What makes our minds form many separate mental realms, instead of attempting, as scientists do, to see all aspects of the world in a unified way? Because, at least in everyday life, the latter simply isn't practical. Consider how different the rules are within the physical and social realms. If you want your furniture inside a different room, you normally would push it there. But when you want to move your party guests, it would be rude to push them there. Contrast the principles of physics and geometry with those we use in the social realm. In the physical realm, the rules seem very orderly:
-- A stationary object stays where it is unless another object pushes it. --- A moving object continues in its course until some external force makes it stop. ----All unsupported objects start to fall.
-----No two things can occupy the same location. -----Etc.
These principles seem clear to us — but infants cannot appreciate them until they've built up ways to represent ingredients like thing, shape, place, move, and near. It takes each child many years to develop these abilities.

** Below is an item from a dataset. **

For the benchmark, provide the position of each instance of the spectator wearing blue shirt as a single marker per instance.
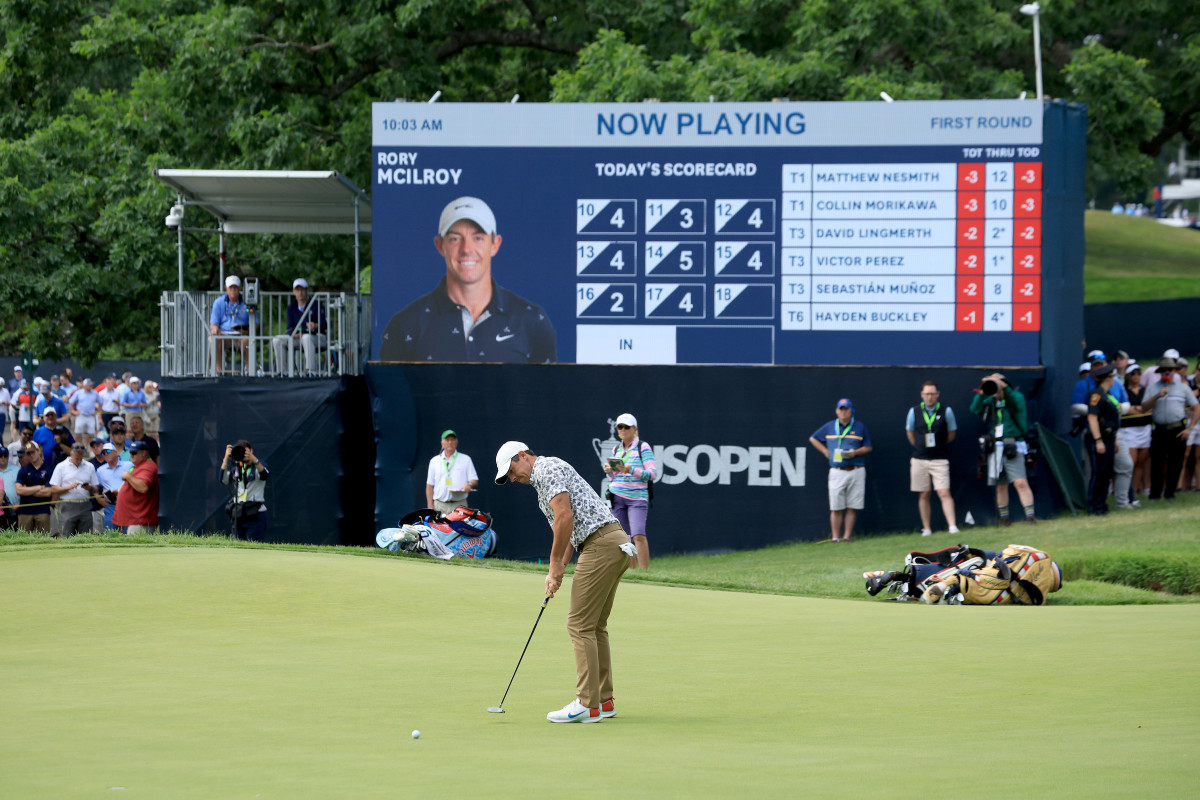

Our comprehensions of social acts are based on different principles. When an ordinary object moves around, we usually see an obvious cause; most likely, another object pushed it. But when we see a person move, we rarely see the cause at all — because it's buried in a brain. In predicting how a person will react to an expression or gesture, we have little use for physical properties like color, shape, or place. Instead, we employ almost entirely different conceptions. To guess the outcome of a social interaction, we have to be able to represent each person's mental state — and to do that, we must develop concepts about traits, dispositions, motives, and plans. The concepts that serve so well for physical objects are of little help within the social realm — and vice versa.
When normal children start to talk, among the early aspects of their speech are words that distinguish animate things. Frequently, a child will use a single expression for all kinds of animals, and for everything else that can move by itself — for example, an automobile. According to our view of things, this surely is no accident.
To adults, the laws that govern the physical world seem simpler and more orderly than those that apply to human events. Does this mean that for infants, too, it should be easier first to master the physical world and later to proceed toward social and psychological understanding? No. Paradoxically, the social realm is initially the easier! Imagine that an infant wants a certain toy and that there's a sympathetic person near. The easiest thing is to make a request — that is, a gesture, smile, or cry — and this will probably achieve the goal. It would be far more difficult for the infant to coordinate all the complicated machinery for planning and executing the trajectory for propelling the object from where it is to where the infant wishes it to be. From the point of view of a physically helpless infant, the social realm is by far the simpler one.